/MancalaBot

Personal Project | Teaching an ML model to play Mancala with Reinforcement Learning

Primary LanguageJupyter Notebook

Mancala Bot

A personal project to learn RL methods and how to win at Mancala

I recently watched the AlphaGo film. While Go is a very complex game, Mancala is very simple and by teaching a model to win, I think it's likely that I could use emergent patterns and behaviours to learn how to win at Mancala myself. I also wanted to understand how to implement RL algorithms and this seemed like a good way to do it.

Board

The board is composed of 12 holes and 2 stores. Each player has 6 holes and 1 store. The holes are filled with a number of stones. The stores are empty at the beginning of the game. We represent the board as follows:

[4, 4, 4, 4, 4, 4, 0, 4, 4, 4, 4, 4, 4, 0]

Rules

The game starts with 4 stones in each hole. The player can choose a hole on their side of the board and pick up all the stones in it. They then distribute the stones in the following holes, one by one, in a counter-clockwise direction.
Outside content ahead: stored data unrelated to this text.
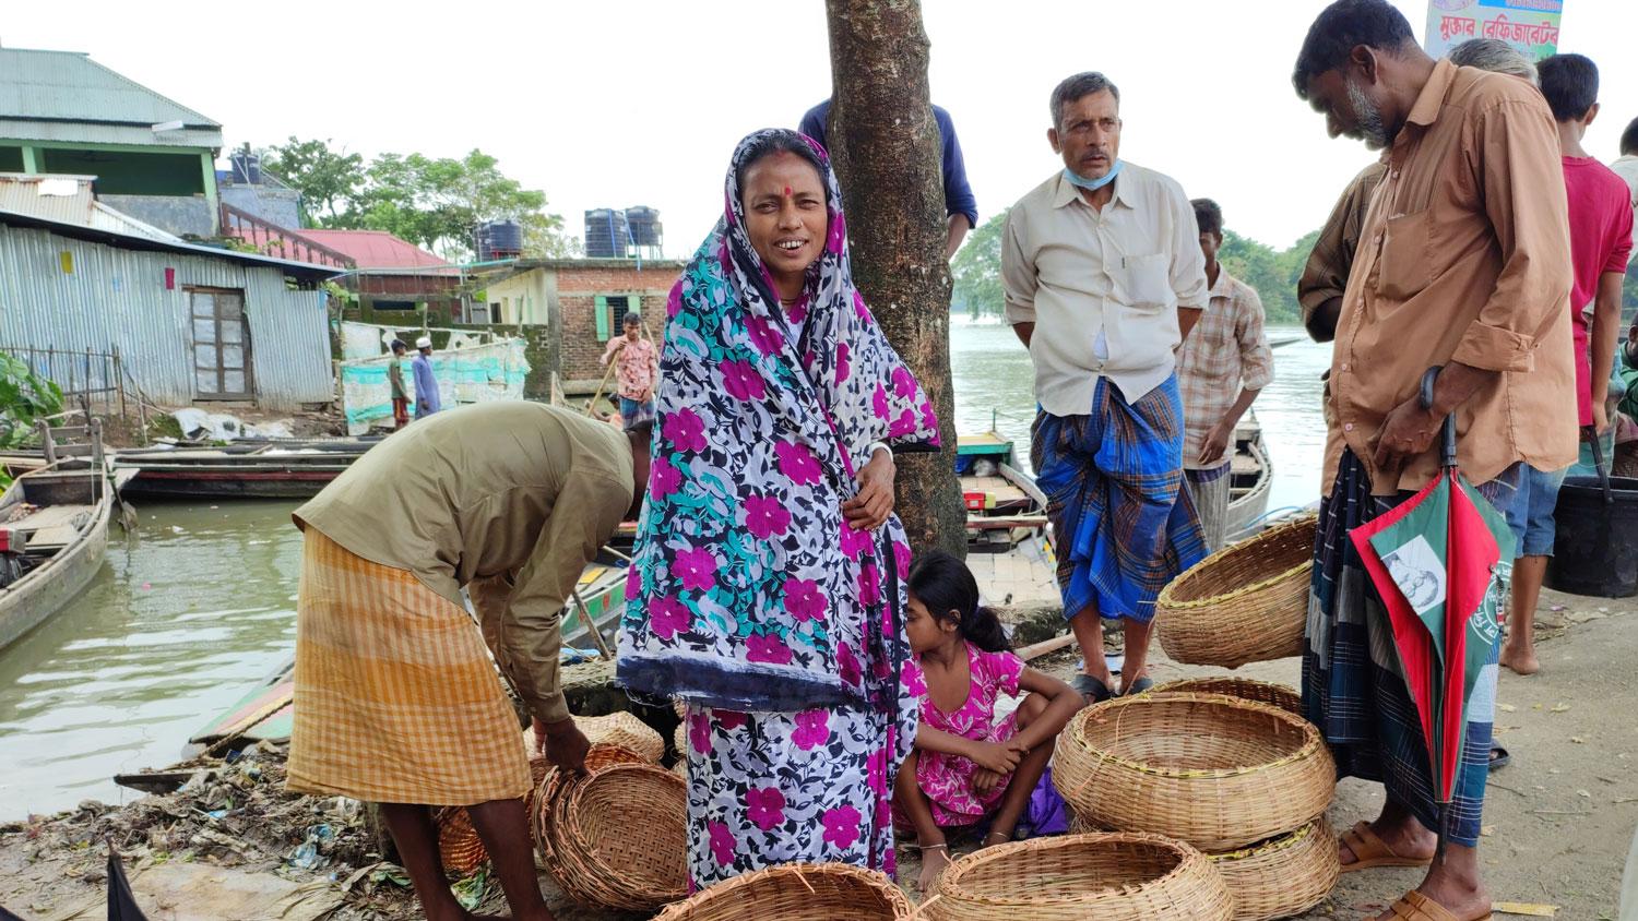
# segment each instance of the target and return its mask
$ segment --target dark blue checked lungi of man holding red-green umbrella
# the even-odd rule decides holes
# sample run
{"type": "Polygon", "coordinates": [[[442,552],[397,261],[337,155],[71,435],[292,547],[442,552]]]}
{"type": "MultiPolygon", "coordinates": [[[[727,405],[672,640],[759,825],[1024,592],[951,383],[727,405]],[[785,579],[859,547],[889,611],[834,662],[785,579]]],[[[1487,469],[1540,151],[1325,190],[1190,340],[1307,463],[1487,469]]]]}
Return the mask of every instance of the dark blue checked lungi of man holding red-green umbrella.
{"type": "MultiPolygon", "coordinates": [[[[1518,492],[1520,465],[1481,484],[1479,494],[1500,514],[1518,492]]],[[[1345,450],[1337,484],[1320,502],[1314,538],[1314,577],[1309,591],[1309,623],[1302,651],[1302,710],[1325,733],[1337,757],[1338,777],[1382,784],[1387,797],[1405,805],[1417,821],[1440,828],[1433,774],[1417,707],[1405,690],[1404,669],[1394,646],[1394,628],[1376,586],[1348,540],[1348,532],[1410,499],[1371,496],[1364,465],[1345,450]]],[[[1502,586],[1507,591],[1507,586],[1502,586]]],[[[1468,703],[1468,738],[1451,797],[1450,841],[1479,842],[1484,784],[1491,770],[1491,733],[1495,721],[1495,658],[1479,672],[1468,703]]]]}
The player can also drop a stone in their own store.

If the last stone is dropped in the player's store, they can play again. If the last stone is dropped in an empty hole on the player's side, they capture all the stones in the opposite hole and puts them in their own store.

The game ends when a player has no more stones on their side of the board. The player with the most stones in their store wins.

To-Do

  • Debug Agent recursively choosing empty slot 0
  • Make experiments deterministic

Steps

  • Implement Mancala game and full rules
  • Play locally against a random agent
  • Implement a simple RL algorithm
  • Play against the RL agent
  • Implement complex RL algorithm
  • Play against the RL agent